It’s New Year’s resolution time again... unless you’ve retired from making those like I have! Regardless, you were probably taught at some point in life that it is financially responsible to maintain a savings account. This advice was contrived and likely given at a time when interest paid more than fractions of a penny on the dollar. If you own a basic bank savings account, you are sure to find a pathetically low interest rate associated with it, like mine, which was .05%, or five-hundredths of a penny per dollar. A new year means new opportunities, so why not kick that excess savings off of the couch and put it to work? Here are a few ideas:


1) Bank small and local: Consider moving funds to a local credit union or savings bank that typically offer higher interest rates and more favorable banking terms. The truth is that the large, multi-national banks have little concern or need for your business. Local banks and credit unions are very invested in their community, which usually means more money for you.

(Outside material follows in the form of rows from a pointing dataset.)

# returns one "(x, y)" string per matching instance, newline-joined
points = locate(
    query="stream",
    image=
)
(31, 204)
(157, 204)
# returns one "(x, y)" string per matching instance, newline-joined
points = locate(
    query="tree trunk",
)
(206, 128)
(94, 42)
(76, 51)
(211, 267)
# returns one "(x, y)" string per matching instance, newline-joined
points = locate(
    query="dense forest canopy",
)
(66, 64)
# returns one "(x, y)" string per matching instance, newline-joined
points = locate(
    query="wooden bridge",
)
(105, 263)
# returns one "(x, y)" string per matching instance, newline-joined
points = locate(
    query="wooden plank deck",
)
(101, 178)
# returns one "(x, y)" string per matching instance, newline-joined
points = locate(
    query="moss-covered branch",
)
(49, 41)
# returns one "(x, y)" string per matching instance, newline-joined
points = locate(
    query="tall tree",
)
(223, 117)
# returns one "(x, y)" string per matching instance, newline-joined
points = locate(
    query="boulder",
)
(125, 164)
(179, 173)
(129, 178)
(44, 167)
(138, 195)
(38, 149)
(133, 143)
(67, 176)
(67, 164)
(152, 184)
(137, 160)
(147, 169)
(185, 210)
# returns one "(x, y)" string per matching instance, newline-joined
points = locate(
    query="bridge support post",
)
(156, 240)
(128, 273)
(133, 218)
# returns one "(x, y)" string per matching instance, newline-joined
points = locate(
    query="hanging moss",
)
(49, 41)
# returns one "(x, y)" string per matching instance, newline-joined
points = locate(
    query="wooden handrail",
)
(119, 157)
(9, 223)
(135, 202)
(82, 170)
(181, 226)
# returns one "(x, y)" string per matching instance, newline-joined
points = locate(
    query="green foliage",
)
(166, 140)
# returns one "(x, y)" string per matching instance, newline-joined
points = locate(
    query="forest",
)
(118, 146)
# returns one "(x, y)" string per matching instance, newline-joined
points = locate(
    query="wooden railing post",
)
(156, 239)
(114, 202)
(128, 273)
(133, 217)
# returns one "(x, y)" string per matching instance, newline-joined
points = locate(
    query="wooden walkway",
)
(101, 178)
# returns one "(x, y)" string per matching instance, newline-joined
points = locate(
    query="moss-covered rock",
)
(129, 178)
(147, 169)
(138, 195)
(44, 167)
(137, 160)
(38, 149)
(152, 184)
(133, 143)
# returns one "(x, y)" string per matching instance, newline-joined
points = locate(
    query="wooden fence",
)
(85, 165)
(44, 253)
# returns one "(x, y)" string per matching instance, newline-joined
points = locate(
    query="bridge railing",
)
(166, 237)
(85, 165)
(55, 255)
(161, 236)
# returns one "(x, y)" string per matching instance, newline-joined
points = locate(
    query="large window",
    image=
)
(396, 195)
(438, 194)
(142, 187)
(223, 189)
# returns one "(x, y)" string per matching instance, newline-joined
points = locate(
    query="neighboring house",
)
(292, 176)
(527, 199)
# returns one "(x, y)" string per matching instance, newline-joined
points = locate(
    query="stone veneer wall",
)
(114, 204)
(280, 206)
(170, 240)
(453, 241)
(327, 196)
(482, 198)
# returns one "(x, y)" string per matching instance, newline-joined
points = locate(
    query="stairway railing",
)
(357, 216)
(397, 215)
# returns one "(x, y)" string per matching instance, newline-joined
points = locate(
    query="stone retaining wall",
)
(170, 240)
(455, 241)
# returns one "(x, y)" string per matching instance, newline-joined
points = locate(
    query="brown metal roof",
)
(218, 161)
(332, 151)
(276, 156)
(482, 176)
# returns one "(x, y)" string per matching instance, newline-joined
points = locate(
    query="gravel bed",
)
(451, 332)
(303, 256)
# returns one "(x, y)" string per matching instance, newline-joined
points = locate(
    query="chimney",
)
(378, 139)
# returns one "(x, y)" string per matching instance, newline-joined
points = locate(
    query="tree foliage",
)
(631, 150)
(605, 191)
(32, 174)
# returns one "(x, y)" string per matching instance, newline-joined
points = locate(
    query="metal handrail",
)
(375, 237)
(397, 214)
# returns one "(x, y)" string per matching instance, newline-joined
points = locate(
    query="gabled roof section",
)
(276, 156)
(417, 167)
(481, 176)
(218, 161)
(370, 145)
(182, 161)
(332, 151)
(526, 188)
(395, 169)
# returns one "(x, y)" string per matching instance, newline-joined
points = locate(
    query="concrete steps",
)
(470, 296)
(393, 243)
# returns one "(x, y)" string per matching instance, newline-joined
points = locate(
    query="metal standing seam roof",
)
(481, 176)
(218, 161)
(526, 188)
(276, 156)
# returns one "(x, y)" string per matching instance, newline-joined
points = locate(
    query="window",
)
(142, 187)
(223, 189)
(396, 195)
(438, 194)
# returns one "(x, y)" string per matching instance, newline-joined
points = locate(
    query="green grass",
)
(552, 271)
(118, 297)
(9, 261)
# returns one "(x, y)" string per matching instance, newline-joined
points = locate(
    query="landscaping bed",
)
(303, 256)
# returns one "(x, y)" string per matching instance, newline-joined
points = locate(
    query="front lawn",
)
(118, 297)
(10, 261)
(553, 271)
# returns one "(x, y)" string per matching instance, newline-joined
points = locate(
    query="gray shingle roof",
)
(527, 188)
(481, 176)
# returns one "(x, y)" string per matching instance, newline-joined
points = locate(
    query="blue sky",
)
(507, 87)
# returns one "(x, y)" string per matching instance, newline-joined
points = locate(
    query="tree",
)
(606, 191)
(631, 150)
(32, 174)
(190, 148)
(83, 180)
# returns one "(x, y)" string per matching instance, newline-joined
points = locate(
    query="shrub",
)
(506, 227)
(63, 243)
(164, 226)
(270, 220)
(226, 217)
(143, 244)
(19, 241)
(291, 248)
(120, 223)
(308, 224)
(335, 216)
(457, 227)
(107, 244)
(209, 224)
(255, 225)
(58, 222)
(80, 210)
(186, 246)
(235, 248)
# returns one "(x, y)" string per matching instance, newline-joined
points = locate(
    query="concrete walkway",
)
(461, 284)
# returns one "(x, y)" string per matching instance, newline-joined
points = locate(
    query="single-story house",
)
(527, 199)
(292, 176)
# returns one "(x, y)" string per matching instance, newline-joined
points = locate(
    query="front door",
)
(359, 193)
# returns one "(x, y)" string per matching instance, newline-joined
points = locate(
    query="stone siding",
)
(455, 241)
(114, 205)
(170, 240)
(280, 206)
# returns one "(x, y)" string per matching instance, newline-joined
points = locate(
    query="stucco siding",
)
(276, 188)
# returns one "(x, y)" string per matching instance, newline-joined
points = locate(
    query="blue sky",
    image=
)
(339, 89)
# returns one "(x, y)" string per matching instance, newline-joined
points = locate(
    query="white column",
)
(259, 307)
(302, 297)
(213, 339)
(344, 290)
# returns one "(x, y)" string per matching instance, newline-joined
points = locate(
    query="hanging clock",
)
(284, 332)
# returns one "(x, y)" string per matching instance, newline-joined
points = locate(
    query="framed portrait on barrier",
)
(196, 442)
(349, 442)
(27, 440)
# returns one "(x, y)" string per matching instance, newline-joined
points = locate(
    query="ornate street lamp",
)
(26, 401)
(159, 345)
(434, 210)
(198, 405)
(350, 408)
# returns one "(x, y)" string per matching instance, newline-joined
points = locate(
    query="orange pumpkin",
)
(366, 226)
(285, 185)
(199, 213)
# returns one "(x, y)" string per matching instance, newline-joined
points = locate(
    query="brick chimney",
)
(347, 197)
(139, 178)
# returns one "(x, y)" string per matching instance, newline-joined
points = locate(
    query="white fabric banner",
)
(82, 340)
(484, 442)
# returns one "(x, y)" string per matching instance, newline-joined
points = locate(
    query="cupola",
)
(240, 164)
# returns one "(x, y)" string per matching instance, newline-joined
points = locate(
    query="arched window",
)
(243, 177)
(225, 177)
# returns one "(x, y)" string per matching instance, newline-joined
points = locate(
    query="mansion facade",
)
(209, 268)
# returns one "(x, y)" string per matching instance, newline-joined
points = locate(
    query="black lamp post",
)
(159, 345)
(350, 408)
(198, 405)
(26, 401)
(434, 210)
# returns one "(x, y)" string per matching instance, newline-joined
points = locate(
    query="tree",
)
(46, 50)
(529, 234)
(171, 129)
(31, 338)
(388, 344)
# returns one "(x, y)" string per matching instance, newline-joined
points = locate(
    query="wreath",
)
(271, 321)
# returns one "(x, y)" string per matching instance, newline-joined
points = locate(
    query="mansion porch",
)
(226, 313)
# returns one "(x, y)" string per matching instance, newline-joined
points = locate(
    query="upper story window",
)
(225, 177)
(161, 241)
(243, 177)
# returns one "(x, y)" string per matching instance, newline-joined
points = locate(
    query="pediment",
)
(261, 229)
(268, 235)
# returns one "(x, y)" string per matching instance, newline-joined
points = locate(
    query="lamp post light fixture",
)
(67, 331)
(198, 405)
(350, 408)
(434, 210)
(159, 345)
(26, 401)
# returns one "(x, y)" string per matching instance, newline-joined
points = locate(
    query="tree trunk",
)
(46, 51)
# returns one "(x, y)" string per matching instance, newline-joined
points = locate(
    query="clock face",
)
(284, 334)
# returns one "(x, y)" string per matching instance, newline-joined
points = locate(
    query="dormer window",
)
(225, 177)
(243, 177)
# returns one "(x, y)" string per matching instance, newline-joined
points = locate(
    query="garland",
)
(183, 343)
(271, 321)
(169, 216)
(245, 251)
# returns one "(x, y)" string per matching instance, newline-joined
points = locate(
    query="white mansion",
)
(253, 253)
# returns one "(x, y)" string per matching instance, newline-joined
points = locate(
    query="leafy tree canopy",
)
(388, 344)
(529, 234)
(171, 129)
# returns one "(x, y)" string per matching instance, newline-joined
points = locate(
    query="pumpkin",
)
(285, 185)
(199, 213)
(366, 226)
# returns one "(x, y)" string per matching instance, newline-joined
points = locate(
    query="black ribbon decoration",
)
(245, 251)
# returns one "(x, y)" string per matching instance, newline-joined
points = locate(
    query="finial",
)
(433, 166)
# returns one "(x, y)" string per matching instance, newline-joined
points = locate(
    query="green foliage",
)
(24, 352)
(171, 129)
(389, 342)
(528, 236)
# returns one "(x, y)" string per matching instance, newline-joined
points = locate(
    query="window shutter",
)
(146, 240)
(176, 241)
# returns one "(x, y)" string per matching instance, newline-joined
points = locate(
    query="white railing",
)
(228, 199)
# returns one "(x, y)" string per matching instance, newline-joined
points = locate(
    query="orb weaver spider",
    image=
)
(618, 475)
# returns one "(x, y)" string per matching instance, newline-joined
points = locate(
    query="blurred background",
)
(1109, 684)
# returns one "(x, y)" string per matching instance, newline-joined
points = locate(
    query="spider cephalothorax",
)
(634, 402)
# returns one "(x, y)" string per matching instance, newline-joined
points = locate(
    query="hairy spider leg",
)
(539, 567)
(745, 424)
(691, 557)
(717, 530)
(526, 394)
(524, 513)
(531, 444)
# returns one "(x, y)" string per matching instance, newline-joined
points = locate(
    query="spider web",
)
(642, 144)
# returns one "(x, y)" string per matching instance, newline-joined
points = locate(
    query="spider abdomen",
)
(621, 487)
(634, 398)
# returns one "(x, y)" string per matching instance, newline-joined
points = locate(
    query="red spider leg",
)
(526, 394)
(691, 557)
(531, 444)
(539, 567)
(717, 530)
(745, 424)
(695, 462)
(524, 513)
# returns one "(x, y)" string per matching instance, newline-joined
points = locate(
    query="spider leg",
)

2) Money market: All financial institutions should have at least one personal money market account option that pays a higher interest rate than a savings account in exchange for a few operating restrictions, like monthly transfer limits. If your savings account has little to no activity each year, why not switch to a money market and snatch that higher rate?


3) Certificates of Deposit (CD): If you have funds sitting in savings that you don’t plan to use for a while, consider moving a portion of those funds into a short-term CD account. CDs pay even higher interest rates than money market accounts, however the money invested cannot be withdrawn or transferred for a specified time period. That period can range from one month to several years. Generally, the longer the time period, the higher the interest rate.


4) Low-cost investments: Consider moving excess savings into a low-cost investment account, such as ones offered by Vanguard or Fidelity. This type of account can be invested in managed funds that pay dividends and/or interest. You will have to pay expenses to maintain the account, but in low-cost accounts, your earnings will be much higher.


Upgrading your basic savings account won’t win you the lottery, but every little bit helps. Give it a try!